GM will file for bankruptcy on Monday, Bloomberg says. It will then split into a “good GM, bad GM,” with the good GM looking to be profitable within 60-90 days. In a change from the previous plan, current shareholders will get nothing.
In one, a judge will be told that a new entity will emerge within three months with prized assets and a plan to revisit the best of times when GM was the world’s largest carmaker. In the other, Bleak House comes to bankruptcy court as creditors shut out of the new entity will be told to argue for perhaps years about who gets company properties the new GM doesn’t want.
In the rosy scenario, the new company, armed with vehicles from GM’s Cadillac, Chevrolet, Buick and GMC divisions, plans to begin making money again within 60 to 90 days, while a bankruptcy court sells or liquidates unprofitable brands such as Saturn and Hummer. Saab already is in bankruptcy.
Here’s who gets what:
The new GM will take some liabilities with it such as an auto supplier financing program and warranty obligations. Detroit-based GM had global liabilities of $176.4 billion as of Dec. 31, 2008.
Pontiac models will be scrapped, along with as many as 16 factories, some of which may involve massive cleanup costs. GM must also try to find buyers for its Hummer and Saturn units after not finding any takers so far.
Given the planned stakes, the new GM will be controlled by the U.S. government, with the Canadian government possibly owning a small share. A union health-care trust will own 17.5 per cent and 10 per cent will be given to the old GM to hand to creditors to resolve claims, according to GM’s filing.

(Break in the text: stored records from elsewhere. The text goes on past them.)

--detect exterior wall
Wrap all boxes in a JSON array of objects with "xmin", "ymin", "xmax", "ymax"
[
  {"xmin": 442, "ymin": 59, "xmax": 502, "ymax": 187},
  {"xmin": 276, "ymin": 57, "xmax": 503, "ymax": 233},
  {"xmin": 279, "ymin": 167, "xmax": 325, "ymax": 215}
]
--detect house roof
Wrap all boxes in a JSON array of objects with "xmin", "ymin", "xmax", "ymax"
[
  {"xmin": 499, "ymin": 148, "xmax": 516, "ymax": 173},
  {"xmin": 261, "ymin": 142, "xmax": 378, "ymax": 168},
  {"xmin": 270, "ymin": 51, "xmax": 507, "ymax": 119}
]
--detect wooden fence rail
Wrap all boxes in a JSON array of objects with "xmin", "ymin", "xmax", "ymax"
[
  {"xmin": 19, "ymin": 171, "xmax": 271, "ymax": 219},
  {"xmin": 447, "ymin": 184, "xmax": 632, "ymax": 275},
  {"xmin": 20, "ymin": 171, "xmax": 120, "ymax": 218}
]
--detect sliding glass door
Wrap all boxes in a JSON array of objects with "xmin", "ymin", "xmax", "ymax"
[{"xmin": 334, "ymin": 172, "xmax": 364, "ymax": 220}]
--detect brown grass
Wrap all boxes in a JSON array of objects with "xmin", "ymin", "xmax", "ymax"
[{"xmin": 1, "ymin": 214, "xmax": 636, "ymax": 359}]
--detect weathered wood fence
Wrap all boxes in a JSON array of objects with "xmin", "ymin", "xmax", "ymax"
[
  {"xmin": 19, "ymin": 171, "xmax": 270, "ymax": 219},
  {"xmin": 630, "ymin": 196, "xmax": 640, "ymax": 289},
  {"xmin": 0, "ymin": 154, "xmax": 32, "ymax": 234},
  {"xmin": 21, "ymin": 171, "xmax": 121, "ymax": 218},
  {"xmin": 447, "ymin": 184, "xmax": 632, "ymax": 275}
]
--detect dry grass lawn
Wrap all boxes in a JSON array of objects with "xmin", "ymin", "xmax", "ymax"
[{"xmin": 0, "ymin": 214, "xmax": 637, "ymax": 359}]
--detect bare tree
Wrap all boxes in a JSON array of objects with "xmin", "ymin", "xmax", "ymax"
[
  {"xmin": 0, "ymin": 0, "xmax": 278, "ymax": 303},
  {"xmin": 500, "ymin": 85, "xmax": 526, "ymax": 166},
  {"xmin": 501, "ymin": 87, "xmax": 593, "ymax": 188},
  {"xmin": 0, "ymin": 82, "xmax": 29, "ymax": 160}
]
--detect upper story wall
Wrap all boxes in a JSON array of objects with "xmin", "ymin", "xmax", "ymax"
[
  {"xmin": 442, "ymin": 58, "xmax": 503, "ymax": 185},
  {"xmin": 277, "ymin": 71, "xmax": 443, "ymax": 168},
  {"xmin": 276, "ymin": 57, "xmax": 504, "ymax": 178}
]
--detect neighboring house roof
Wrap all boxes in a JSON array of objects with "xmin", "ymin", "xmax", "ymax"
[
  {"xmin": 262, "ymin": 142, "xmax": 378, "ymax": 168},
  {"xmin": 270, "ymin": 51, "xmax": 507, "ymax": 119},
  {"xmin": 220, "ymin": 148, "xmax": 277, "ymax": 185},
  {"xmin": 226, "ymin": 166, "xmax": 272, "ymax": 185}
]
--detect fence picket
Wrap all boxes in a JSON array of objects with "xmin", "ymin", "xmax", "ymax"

The Treasury plans to allocate that 10 per cent stake to bondholders, plus offer warrants to buy an additional 15 per cent of equity, provided a “satisfactory” number of holders agree to go along with GM’s restructuring program, according to the filing. Bondholders may get nothing if they don’t satisfy the Treasury by 5 p.m. New York time tomorrow, GM said…
GM’s current stockholders would get no recovery from the new-entity asset sale, according to the filing, a change from an earlier plan to give them 1 per cent of the new company.